Zwischen der Dame und dem ernsten Individuum ging der Kleine, gab seine Händchen dem Einen und dem Anderen und paßte seinen unruhigen und spielerischen Schritt dem gemessenen Gang der älteren Personen an.

Tatsächlich konnte man dieses verheißungsvolle Kind für übernatürlich halten, denn war es in den Armen seiner Mutter sanft und unscheinbar wie ein Engel von wenigen Monaten, so wuchs er auf geheimnisvolle Weise beim Kontakt mit dem Boden, blieb aber ein Kind, ging mit leichtem Schritt und sprach auf eine unbehinderte und klare Weise. Sein tiefer Blick - manchmal traurig, andermal von heiterem Ernst verursachte in denen, die ihn anschauten Verwirrung und Machtlosigkeit.

Als sich die Eltern endlich darüber einig waren, wozu die Münze verwendet werden sollte, hießen sie ihn aus all den schönen Sachen das auszuwählen, was ihm am meisten zusage. Der Junge sah sich mit nachdenklicher Aufmerksamkeit um und als er sich schon für etwas zu entschließen schien, änderte er seine Meinung und nach einer Puppe zeigte er auf eine andere ohne dass er eine bestimmte Vorliebe zeigte. Seine Unentschlossenheit war auf eine gewisse Weise beklemmend; als ob wenn dieses Kind zweifelte, in der gesamten Natur ein Aussetzen des unabänderlichen Verlaufs stattfinden würde. Endlich, nach langem Zögern schien er sich zu entschließen. Seine Mutter half ihm, indem sie sagte: „Möchtest du Krieg, Soldaten?“ Und der Alte half ihm auch und sagte ihm: „Willst du Engel, Priester, Hirten?“ Und er antwortete mit endloser Anmut, plapperte einen Ausdruck, der, übersetzt man ihn in unsere Sprache bedeutete: „Von allem viel.“

Da die Figürchen billig waren, hatten sie recht bald eine große Anzahl ausgesucht, um sie mitzunehmen. In der hübschen Sammlung gab es von allem viel, so wie der Kleine es glücklich ausgedrückt hatte: stattliche Krieger, die dem Anschein nach berühmte Heerführer darstellten, Dschingis Khan, Kambyses, Napoleon, Hannibal; Heilige und bärtige Einsiedler, Hirten mit Fellen bekleidet und andere Modelle, an deren Echtheit kein Zweifel bestand.
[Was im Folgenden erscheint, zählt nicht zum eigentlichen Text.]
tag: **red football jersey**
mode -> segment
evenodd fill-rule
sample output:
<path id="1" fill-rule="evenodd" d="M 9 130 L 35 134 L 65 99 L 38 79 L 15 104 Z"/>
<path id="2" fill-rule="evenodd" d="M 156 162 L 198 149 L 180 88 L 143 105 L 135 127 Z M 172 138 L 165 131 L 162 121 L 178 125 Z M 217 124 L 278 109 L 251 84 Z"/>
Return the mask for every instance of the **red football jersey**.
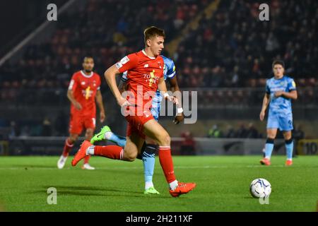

Sie kehrten freudig ihrer Herberge zu, von einer Schar Knirpse verfolgt, die begierig darauf waren, ihre Hände an jenen Schatz zu legen, der so groß war, dass er auf die Hände der drei Fremden verteilt war. Das Kind trug die schönsten Figuren und drückte sie gegen seine Brust. Als sie ankamen umringte der Haufen Kinder, der noch auf dem Weg zugenommen hatte, den Besitzer all dieser anmutigen Darstellungen der Menschheit. Der Junge der Flüchtenden lud sie zum Spielen auf einem großen, ebenen Platz vor dem Haus ein... Und sie spielten und tobten lange Zeit, die man nicht genau angeben kann, denn es waren Tag und Nacht und nach der Nacht kamen mehr und mehr Tage die nicht gezählt werden können. Das Großartige an jenem Spiel, an dem Tausende von Kindern teilhatten (ein Geschichtsschreiber erzählt von Millionen), war der kleine Junge, der Sohn der schönen Dame, der übernatürliche Kräfte anwandte, die er zweifelsohne hatte, denn er nahm eine vollständige Transformation der Figuren vor, indem er die Köpfe von all ihnen austausche, ohne dass es jemand bemerkte; auf diese Art kam es, dass die Heerführer Köpfe von Hirten hatten und die Priester bekamen kriegerische Köpfe.

Man konnte dort auch Helden mit Spazierstock sehen, Priester mit Schwertern, Nonnen mit der Zither, kurz und gut, alles was ihr euch an Unzusammenhängendem vorstellen könnt. Nachdem dies getan war, verteilte er seinen Schatz unter der Horde Kinder, die so zahlreich geworden war, wie die Bevölkerung von weiten Königreichen.

Ein Junge aus dem Abendland, dunkelhaarig und sehr geschwätzig, bekam ein paar Priester mit großen Köpfen und einige Krieger ohne Kopf.